愛する男に送り込まれた中年男は顔に赤いスカーフををかぶせ、女を道具のように扱った。
やがて妊娠。
シュウシュウは病院で騙されていたことと事故と偽って足を銃で打てば早く故郷に帰れることを知る。
シュウシュウはテントに戻り自分の足先をう撃とうとする。
できない・・・
シュウシュウは甘え続けていたラオジンに
「私にはできない。あなたしか頼めないのよ・・・」
と銃を渡す。
ラオジンは足を見据えて銃を向ける。
「待って・・・」
シュウシュウはお下げの三つ網をくくりなおし、赤いスカーフを取り出し、首に巻く。
先の見えないシュウシュウの未来に自分の置かれた身体的精神的不住を重ね合わせ、同時に押さえ込んでいたシュウシュウへの愛情は一気に爆発する。それはシュウシュウに対する思いやる心そのものでもあり、そういった表現しかすることのできない男の切なさは、シュウシュウを巡って二度ばかり靴を隠した感情の上昇とも共通点がある。
ラオジンはシュウシュウの胸をめがけて銃を撃つ。
以前にシュウシュウにわがままを言われた風呂(天浴)にシュウシュウを横たわらせ、銃の音が鳴り響く。
やがて冬。
雪が降り始め二人の姿は消えているが、風呂の際から赤いスカーフの端が見えていた。
悲しい・・・あまりにも悲しすぎる。
後半になってこの重い内容が作品を重厚且つ上質にする。
私の静かに流れ出る涙は止まらない。
シュウシュウの話は消して個人的なものではなく、多くの人々が悲しい運命をたどっていた。

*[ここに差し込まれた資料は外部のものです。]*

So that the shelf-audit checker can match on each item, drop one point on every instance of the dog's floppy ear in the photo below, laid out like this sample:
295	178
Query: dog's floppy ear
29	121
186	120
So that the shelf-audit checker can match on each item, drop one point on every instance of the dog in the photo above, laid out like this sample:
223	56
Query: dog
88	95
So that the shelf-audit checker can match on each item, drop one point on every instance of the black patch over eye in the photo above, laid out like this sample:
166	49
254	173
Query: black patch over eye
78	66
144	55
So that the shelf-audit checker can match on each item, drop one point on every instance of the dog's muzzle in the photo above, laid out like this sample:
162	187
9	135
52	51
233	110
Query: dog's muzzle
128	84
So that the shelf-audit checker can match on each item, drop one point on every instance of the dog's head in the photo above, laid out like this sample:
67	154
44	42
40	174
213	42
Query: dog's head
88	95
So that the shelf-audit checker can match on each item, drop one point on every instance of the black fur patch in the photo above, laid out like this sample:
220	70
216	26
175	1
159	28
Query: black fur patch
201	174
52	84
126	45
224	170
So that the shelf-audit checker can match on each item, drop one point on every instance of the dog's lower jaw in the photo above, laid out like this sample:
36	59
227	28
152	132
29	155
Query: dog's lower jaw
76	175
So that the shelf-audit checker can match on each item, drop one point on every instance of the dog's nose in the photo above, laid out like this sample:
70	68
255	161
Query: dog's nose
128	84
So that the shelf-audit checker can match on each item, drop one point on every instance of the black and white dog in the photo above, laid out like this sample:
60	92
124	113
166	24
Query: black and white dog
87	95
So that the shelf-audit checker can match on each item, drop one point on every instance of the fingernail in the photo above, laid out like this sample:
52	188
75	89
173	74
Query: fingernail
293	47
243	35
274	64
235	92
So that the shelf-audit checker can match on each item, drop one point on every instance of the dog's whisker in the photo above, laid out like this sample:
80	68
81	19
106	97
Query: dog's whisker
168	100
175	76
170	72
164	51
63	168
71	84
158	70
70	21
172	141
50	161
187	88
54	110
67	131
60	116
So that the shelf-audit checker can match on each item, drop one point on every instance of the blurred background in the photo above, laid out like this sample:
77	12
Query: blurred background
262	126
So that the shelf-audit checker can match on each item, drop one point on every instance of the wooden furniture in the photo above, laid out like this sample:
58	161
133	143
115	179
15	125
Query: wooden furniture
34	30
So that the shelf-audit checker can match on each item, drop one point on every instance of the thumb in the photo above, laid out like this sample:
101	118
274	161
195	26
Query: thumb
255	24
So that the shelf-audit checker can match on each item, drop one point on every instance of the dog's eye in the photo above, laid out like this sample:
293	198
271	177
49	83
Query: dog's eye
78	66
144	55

日本人はプロレタリア文化大革命末期の裏の実態も知らずして、上野のパンダに喜んでいたことを思い出す。
シュウシュウやラオジンを追い詰め、悲劇の運命をたどる以外に道の無意一部とが甘いにも多い文化大革命って一体なんだったのだろうか・・・
釈然途しない歴史の流れをアメリカが上手くとらえた秀作。素晴らしい映画だった。
『この映画は中国で放映されたのだろうか』という興味と疑問点の残る作品でもあった。